Evolve your own beats -- automatically generating music via algorithms

11 min read

Update: you can find the next post in this series here.

I recently went to an excellent music meetup where people spoke about the intersection of music and technology. One speaker in particular talked about how music is now being generated by computer.

Music has always fascinated me. It can make us feel emotions in a way few media can. Sadly, I have always been unable to play an instrument well. Generating music by computer lets me leverage one of my strengths, computer programming (which, contrary to popular belief, can be extremely creative), in order to make music. Although I’m not exactly sure how people are doing it now (explicit parsing rules?), I thought of a way to do it algorithmically (because everything is more fun with algorithms, right?)

I opted to pursue a strategy that “evolves” music out of other pieces of music. I chose this strategy in order to emphasize the process. Seeing a track take shape is very exciting, and you can go back to its history and experience each of the tracks that took part in its creation.

I’m going to broadly outline the keys to my strategy below. You might think that a lot of my points are crazy, so bear with me for a while(at least until I can prove them out later):

  • We can easily acquire music that is already categorized (ie labelled as classical/techno/electronic, etc)
  • We can teach a computer to categorize new music automatically.
  • Teaching a computer to categorize music automatically will give us a musical quality assessment tool (patent pending on the MQAT!)
  • Once we have an assessment tool, we can generate music, and then use the assessment tool to see if it is any good
  • Profit?

One important thing to note is that while the music itself is automatically generated, the building blocks of the final song are extracted from existing songs and mixed together. So don’t worry about this replacing humans anytime. The key to the algorithm is actually finding readily available, free music, and I would sincerely like to thank last.fm and the wonderful artists who put up their music up in their free downloads section. I am not sure how much my algorithm has obfuscated the original sounds of the music, but if anyone recognizes theirs, I would love to hear from them.

So, how did you do it?

I used some of the knowledge that I had built up from doing audio analysis on the Simpsons to attempt music generation. If you have time, I recommend reading that entry.

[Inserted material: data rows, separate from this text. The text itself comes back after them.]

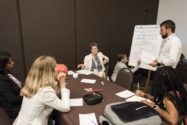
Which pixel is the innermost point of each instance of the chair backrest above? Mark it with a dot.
(124, 78)
(4, 118)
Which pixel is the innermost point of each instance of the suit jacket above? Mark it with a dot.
(36, 110)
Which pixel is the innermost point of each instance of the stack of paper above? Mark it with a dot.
(87, 119)
(91, 81)
(125, 94)
(84, 72)
(70, 72)
(76, 102)
(136, 99)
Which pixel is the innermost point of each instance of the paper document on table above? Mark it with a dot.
(91, 81)
(70, 72)
(87, 119)
(146, 58)
(76, 102)
(84, 72)
(136, 99)
(125, 94)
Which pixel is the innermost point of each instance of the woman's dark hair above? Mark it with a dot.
(120, 56)
(4, 58)
(93, 44)
(168, 80)
(169, 24)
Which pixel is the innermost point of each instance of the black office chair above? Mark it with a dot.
(124, 78)
(4, 118)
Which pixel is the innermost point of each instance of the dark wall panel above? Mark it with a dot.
(48, 29)
(93, 24)
(10, 39)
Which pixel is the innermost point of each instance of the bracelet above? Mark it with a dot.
(155, 106)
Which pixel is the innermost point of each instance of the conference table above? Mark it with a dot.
(77, 91)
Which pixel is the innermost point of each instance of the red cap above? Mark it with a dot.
(62, 68)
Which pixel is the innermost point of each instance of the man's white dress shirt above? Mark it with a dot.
(170, 51)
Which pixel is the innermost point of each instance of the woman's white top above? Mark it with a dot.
(36, 110)
(119, 65)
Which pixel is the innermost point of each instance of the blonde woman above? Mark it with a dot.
(39, 93)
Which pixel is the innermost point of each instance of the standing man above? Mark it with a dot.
(171, 47)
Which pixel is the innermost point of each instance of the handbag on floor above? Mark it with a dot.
(93, 98)
(129, 113)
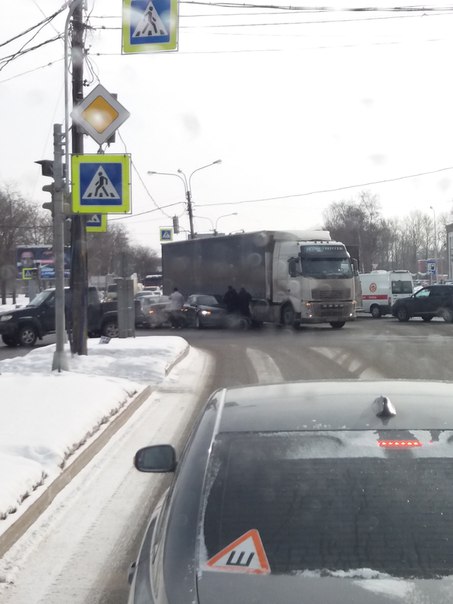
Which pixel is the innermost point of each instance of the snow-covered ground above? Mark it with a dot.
(46, 417)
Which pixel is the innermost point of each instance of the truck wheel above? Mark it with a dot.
(446, 314)
(375, 312)
(337, 324)
(10, 340)
(402, 314)
(288, 315)
(110, 329)
(27, 335)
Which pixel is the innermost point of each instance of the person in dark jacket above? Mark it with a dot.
(231, 300)
(244, 299)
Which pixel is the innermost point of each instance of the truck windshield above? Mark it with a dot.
(401, 287)
(327, 268)
(40, 298)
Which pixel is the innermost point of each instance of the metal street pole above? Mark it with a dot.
(187, 188)
(59, 362)
(79, 264)
(436, 260)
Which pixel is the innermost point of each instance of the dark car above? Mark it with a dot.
(203, 310)
(153, 311)
(306, 492)
(427, 303)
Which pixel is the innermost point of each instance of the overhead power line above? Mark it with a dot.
(43, 22)
(319, 191)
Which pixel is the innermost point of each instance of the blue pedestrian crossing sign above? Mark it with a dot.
(97, 223)
(149, 25)
(166, 234)
(100, 184)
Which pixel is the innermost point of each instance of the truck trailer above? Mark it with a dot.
(294, 277)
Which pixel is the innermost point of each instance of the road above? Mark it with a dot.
(79, 551)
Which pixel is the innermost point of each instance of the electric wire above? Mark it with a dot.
(330, 190)
(136, 170)
(18, 75)
(44, 22)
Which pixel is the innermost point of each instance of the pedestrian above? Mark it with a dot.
(244, 299)
(176, 303)
(231, 300)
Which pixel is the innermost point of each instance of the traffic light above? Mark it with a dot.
(47, 170)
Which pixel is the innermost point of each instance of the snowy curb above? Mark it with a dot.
(29, 516)
(182, 355)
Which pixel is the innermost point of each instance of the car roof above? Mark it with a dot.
(335, 405)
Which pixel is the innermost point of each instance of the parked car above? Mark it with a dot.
(427, 303)
(202, 310)
(23, 326)
(319, 492)
(153, 311)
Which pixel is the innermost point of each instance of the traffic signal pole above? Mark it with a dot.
(59, 362)
(79, 262)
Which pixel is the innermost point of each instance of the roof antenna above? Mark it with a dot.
(386, 406)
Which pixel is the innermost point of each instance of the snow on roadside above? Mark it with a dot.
(47, 416)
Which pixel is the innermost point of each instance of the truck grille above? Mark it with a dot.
(331, 294)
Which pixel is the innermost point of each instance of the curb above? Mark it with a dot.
(182, 355)
(31, 514)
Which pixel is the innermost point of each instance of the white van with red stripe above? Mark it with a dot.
(381, 289)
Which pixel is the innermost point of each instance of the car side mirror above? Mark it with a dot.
(292, 267)
(156, 458)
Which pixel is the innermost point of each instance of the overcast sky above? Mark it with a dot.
(292, 103)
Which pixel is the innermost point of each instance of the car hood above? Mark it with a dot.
(312, 588)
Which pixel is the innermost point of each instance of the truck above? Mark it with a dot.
(294, 277)
(381, 289)
(24, 325)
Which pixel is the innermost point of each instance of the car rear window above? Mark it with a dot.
(333, 502)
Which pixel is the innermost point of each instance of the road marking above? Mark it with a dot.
(264, 366)
(349, 362)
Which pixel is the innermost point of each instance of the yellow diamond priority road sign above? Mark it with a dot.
(100, 114)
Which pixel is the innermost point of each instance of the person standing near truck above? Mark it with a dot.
(244, 299)
(176, 304)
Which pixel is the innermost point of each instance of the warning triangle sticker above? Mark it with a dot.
(245, 555)
(100, 187)
(150, 24)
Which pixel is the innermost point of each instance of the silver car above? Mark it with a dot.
(306, 492)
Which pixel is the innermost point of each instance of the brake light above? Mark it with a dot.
(399, 444)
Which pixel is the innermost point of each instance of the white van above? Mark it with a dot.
(381, 289)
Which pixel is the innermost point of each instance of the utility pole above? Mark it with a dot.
(59, 362)
(79, 261)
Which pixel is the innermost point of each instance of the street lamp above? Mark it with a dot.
(187, 187)
(435, 244)
(214, 226)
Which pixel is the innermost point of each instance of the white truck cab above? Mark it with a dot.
(381, 289)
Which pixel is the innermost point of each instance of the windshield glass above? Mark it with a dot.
(331, 268)
(40, 298)
(336, 501)
(401, 287)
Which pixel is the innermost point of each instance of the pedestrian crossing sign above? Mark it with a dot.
(166, 234)
(97, 223)
(100, 184)
(149, 25)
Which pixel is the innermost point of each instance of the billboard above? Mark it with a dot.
(40, 257)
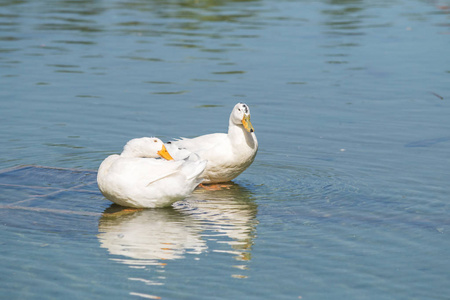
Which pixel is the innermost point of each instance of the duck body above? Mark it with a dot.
(228, 154)
(138, 179)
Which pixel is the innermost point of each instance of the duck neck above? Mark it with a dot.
(236, 132)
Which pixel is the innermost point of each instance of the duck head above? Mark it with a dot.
(241, 116)
(150, 147)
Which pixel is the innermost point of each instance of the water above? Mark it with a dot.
(347, 197)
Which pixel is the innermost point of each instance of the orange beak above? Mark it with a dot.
(247, 124)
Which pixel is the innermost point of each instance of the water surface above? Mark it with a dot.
(348, 195)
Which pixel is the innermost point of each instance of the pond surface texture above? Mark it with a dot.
(349, 195)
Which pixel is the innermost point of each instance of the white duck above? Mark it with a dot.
(136, 178)
(228, 155)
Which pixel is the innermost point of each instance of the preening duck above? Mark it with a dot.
(145, 175)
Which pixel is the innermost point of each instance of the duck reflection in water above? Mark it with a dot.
(206, 221)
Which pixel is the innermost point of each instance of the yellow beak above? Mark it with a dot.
(164, 154)
(247, 124)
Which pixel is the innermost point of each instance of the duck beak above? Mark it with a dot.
(247, 124)
(164, 154)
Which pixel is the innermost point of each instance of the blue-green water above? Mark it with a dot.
(348, 197)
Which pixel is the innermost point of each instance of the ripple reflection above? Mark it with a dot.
(222, 221)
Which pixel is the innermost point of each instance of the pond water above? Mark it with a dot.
(348, 197)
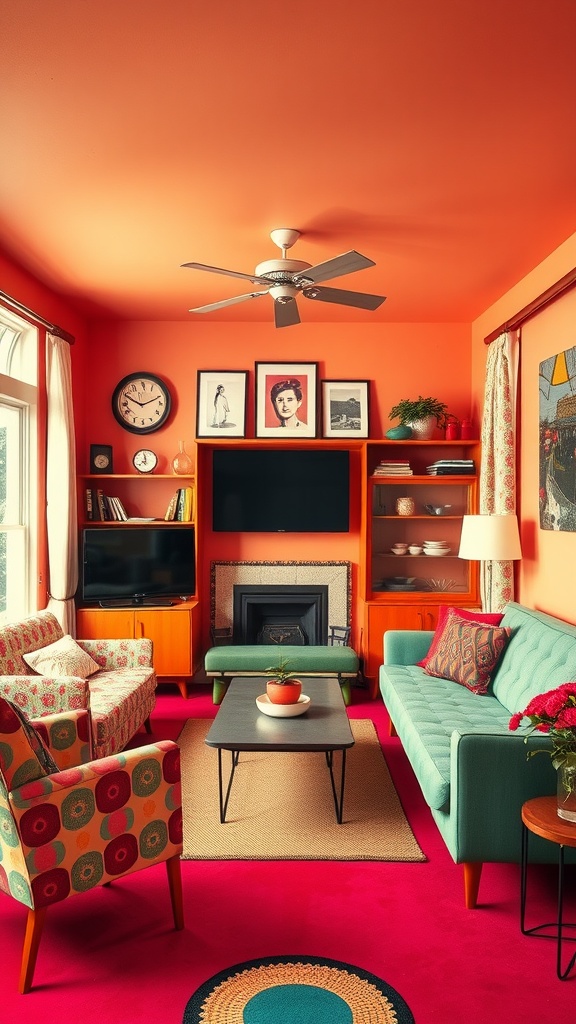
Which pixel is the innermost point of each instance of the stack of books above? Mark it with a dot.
(393, 467)
(180, 506)
(451, 467)
(104, 508)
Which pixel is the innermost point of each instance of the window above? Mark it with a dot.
(18, 395)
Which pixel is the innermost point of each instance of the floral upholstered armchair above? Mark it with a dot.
(65, 832)
(43, 672)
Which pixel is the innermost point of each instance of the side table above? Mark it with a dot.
(539, 816)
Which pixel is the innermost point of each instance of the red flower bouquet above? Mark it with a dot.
(554, 714)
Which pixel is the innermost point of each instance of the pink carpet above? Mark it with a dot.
(111, 956)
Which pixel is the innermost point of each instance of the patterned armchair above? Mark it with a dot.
(64, 832)
(45, 672)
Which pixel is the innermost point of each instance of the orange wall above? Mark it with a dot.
(544, 574)
(401, 359)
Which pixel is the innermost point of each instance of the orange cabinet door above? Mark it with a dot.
(101, 624)
(170, 632)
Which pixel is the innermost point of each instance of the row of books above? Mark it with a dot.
(180, 506)
(451, 467)
(393, 467)
(104, 508)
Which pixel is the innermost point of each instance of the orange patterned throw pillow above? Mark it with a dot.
(65, 657)
(467, 653)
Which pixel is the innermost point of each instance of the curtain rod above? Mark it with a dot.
(535, 306)
(52, 328)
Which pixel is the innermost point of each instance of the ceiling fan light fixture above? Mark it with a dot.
(283, 293)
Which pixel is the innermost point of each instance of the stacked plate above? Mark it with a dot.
(437, 548)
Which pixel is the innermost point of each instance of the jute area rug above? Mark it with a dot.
(296, 990)
(281, 805)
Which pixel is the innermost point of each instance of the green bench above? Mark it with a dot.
(222, 663)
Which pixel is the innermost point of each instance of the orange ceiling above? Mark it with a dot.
(436, 136)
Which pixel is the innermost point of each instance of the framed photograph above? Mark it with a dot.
(286, 399)
(220, 406)
(345, 409)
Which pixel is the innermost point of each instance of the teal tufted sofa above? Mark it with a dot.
(472, 771)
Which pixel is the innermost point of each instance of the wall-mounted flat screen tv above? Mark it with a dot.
(141, 565)
(281, 491)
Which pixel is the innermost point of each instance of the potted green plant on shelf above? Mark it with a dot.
(283, 687)
(421, 415)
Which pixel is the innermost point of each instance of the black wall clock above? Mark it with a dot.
(141, 402)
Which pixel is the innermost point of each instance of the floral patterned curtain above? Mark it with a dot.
(60, 484)
(497, 474)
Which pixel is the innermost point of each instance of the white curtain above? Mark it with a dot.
(497, 474)
(60, 484)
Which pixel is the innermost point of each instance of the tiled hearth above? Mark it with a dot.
(224, 576)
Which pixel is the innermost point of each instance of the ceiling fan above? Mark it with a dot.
(285, 279)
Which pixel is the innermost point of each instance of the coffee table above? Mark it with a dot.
(240, 726)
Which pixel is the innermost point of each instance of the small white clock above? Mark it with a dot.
(145, 461)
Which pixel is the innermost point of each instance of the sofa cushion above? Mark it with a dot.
(540, 655)
(425, 710)
(64, 657)
(120, 702)
(487, 617)
(467, 653)
(26, 635)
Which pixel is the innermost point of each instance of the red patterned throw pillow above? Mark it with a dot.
(467, 653)
(480, 617)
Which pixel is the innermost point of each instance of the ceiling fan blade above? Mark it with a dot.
(225, 302)
(229, 273)
(359, 299)
(286, 313)
(346, 263)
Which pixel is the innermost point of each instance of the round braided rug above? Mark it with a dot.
(296, 990)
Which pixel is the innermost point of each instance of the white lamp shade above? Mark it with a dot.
(490, 538)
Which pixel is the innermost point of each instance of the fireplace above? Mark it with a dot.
(280, 614)
(331, 579)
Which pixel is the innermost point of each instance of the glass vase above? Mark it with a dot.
(566, 792)
(181, 463)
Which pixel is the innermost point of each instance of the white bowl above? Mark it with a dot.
(264, 705)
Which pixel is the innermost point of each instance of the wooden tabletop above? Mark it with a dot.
(540, 815)
(240, 726)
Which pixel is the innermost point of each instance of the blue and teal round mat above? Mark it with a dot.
(296, 990)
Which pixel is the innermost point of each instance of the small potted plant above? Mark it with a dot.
(283, 687)
(420, 415)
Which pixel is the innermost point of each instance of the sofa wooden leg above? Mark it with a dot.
(175, 884)
(472, 871)
(219, 686)
(32, 937)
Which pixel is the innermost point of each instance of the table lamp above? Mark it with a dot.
(490, 539)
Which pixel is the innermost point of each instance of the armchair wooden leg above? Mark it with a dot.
(32, 937)
(175, 884)
(472, 871)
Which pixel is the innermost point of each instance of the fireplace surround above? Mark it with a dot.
(327, 586)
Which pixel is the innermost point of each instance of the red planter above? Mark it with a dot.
(284, 692)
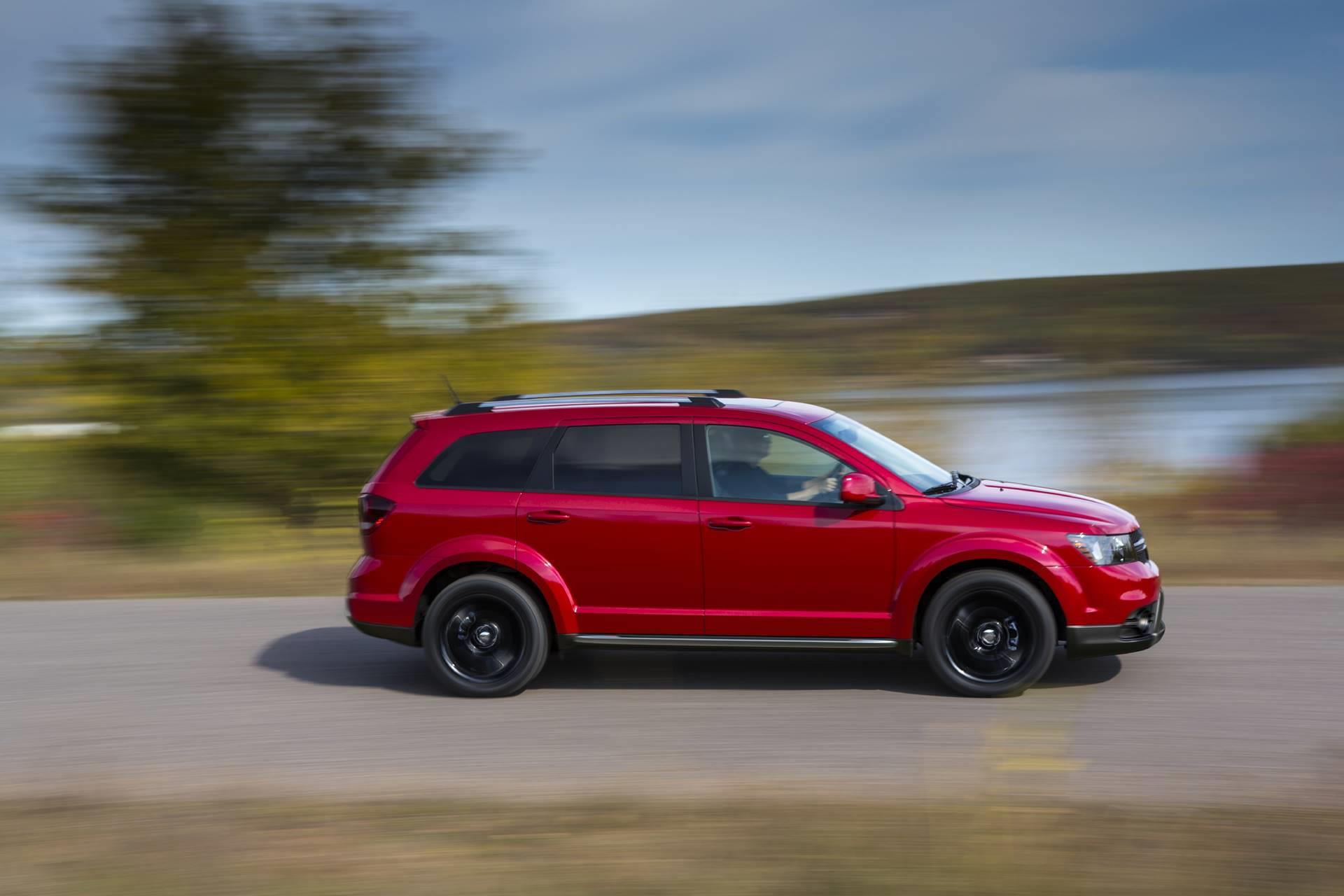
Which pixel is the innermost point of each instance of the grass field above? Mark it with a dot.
(741, 846)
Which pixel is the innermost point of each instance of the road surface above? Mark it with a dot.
(1242, 701)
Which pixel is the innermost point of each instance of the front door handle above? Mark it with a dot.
(547, 517)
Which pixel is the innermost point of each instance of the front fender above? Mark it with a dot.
(987, 548)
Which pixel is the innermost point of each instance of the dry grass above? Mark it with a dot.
(756, 846)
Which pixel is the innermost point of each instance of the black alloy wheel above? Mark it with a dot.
(990, 633)
(486, 636)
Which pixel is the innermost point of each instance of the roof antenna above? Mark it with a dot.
(452, 391)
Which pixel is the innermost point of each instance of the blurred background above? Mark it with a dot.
(1085, 245)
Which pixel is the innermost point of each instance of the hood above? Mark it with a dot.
(1032, 498)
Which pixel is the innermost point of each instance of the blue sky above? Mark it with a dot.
(698, 153)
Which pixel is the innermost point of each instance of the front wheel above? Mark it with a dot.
(486, 637)
(990, 633)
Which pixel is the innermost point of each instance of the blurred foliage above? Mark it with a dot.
(255, 184)
(1236, 318)
(1304, 464)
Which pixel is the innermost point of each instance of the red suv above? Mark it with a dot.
(504, 530)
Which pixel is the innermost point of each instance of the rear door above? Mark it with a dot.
(783, 555)
(613, 510)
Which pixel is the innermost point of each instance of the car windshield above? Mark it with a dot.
(911, 468)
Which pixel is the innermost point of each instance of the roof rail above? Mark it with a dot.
(705, 398)
(608, 393)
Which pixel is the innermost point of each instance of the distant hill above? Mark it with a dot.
(1242, 317)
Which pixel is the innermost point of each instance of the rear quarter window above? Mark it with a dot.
(499, 461)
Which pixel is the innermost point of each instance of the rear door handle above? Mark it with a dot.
(547, 517)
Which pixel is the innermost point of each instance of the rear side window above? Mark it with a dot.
(487, 461)
(638, 458)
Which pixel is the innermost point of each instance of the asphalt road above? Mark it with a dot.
(1242, 701)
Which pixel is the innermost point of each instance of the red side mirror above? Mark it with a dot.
(860, 488)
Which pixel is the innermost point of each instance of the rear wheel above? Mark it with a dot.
(990, 633)
(486, 637)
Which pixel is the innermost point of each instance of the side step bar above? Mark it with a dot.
(717, 643)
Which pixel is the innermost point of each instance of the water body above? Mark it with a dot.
(1113, 433)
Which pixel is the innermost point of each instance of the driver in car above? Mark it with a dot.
(736, 454)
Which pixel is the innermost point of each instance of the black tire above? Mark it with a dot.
(486, 636)
(990, 633)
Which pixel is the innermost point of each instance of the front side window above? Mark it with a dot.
(632, 458)
(911, 468)
(757, 465)
(487, 461)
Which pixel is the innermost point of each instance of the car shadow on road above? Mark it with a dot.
(343, 657)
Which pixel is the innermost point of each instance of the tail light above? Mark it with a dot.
(372, 511)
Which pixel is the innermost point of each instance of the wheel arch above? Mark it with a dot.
(987, 564)
(451, 574)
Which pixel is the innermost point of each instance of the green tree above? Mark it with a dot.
(255, 186)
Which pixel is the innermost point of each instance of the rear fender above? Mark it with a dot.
(507, 552)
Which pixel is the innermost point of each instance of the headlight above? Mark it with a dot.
(1107, 550)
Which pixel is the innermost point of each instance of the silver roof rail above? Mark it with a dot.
(706, 398)
(636, 391)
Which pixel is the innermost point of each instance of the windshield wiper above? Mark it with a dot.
(946, 486)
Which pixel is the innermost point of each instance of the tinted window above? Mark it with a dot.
(487, 461)
(620, 460)
(758, 465)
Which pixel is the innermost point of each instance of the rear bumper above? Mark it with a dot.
(1100, 641)
(400, 634)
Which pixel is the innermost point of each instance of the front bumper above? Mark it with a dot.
(1101, 641)
(391, 633)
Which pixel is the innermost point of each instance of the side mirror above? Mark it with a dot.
(860, 488)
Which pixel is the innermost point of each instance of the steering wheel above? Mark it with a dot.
(832, 475)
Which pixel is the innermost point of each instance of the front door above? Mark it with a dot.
(783, 555)
(617, 517)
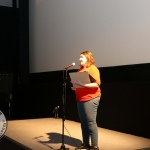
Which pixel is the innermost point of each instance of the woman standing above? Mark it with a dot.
(88, 97)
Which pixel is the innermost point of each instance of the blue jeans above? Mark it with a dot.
(87, 113)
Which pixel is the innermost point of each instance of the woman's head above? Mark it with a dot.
(86, 59)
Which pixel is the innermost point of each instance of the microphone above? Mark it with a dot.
(56, 108)
(73, 64)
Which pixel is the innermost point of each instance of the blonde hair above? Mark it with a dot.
(89, 57)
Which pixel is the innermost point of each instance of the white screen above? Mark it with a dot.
(117, 32)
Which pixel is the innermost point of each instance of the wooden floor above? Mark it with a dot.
(46, 134)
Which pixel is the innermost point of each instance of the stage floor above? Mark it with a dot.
(46, 134)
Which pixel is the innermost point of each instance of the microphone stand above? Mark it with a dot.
(64, 105)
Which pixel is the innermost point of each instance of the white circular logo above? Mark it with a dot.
(3, 124)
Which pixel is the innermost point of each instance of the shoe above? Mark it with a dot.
(83, 147)
(93, 148)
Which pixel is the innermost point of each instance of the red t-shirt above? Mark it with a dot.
(85, 94)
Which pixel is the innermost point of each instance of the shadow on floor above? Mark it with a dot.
(56, 138)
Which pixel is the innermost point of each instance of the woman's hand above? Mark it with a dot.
(73, 88)
(77, 82)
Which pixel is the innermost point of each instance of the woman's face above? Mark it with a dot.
(82, 60)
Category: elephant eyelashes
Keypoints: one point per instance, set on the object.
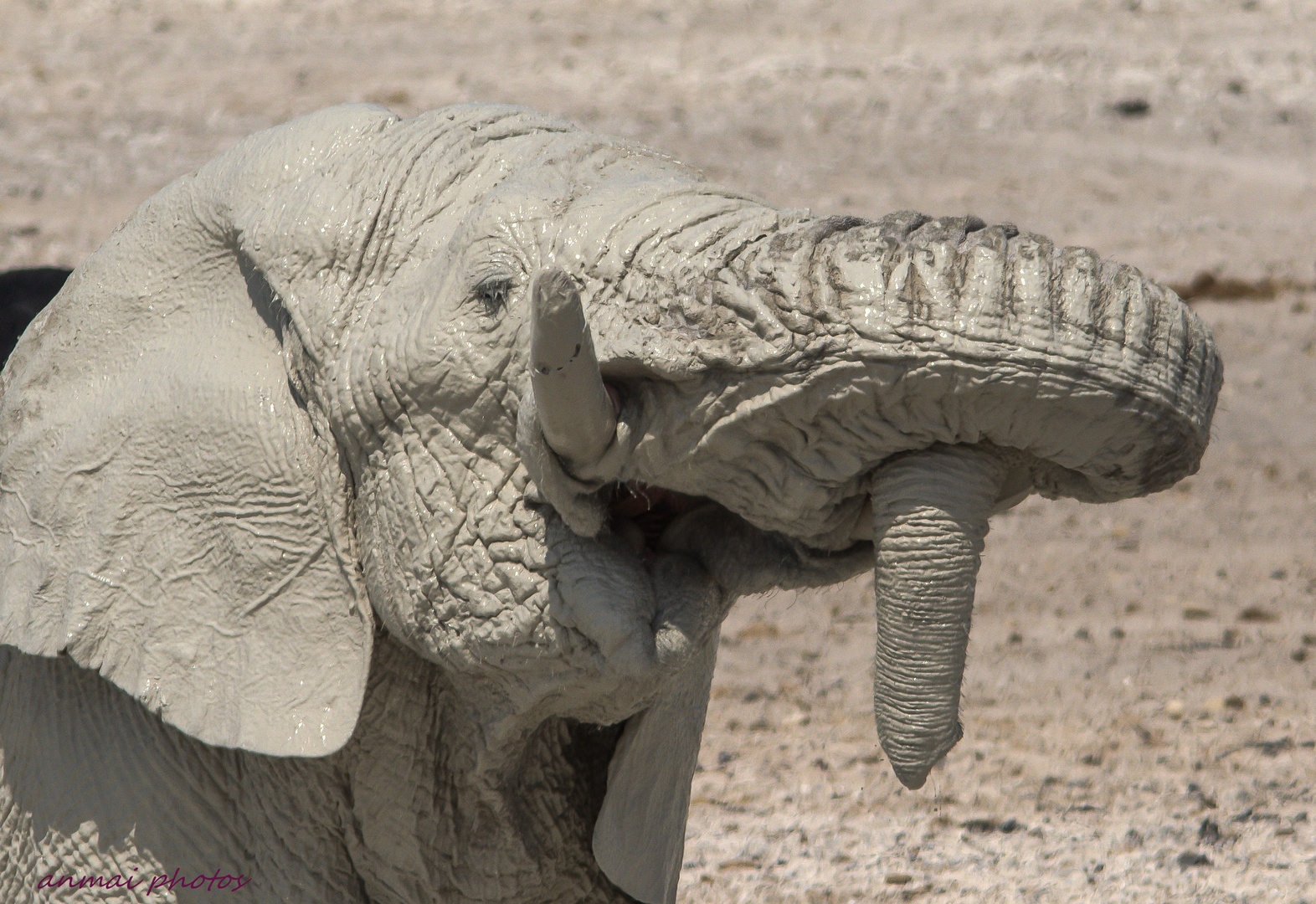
(492, 295)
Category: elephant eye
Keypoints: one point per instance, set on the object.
(494, 294)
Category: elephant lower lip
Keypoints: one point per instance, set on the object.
(640, 513)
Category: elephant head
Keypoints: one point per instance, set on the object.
(542, 404)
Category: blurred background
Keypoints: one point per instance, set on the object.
(1140, 701)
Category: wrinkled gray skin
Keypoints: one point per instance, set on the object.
(316, 464)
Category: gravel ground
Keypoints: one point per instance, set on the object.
(1140, 699)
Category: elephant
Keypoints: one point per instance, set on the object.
(372, 499)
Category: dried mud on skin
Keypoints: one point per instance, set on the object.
(1140, 704)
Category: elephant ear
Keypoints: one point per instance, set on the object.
(172, 513)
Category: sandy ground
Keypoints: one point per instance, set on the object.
(1139, 708)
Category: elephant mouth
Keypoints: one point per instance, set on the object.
(640, 513)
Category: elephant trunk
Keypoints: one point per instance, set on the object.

The first thing I did was write a web spider to automatically grab links to free music from the last.fm free music section. I was able to download 500 tracks using this crawler. Half of the tracks were classical music, and half electronic.

Unfortunately, these tracks were in .mp3 format. Mp3 is a proprietary codec, which makes it harder to decode, process, and work with. I was able to get around this by converting the .mp3 tracks to ogg, which is a free audio format, using the tools mpg123 and oggenc.

I was then able to extract audio features from these tracks. Audio features are numbers that describe the sound in a song. Sound is just a wave. We can measure how instense that wave is at various points in time, which gives us a sequence of numbers that describe that sound. We can later use those numbers to replay a song, which is what happens in modern music players.

Here are the sound waves in the first 10 seconds of a classical track: 10 seconds of song And here are the sound waves in the first 10 seconds of an electronic track: 10 seconds of song One of the lines is the left channel audio, and one is the right. It doesn’t matter overly much which is which. Let’s say that green is right. We can quickly see that the second track has more intense peaks, and appears to have higher energy when compared with the classical track. Using our knowledge of classical music vs electronic music, this makes sense. Just like we can look at the two graphs and understand that they are different, so can a computer.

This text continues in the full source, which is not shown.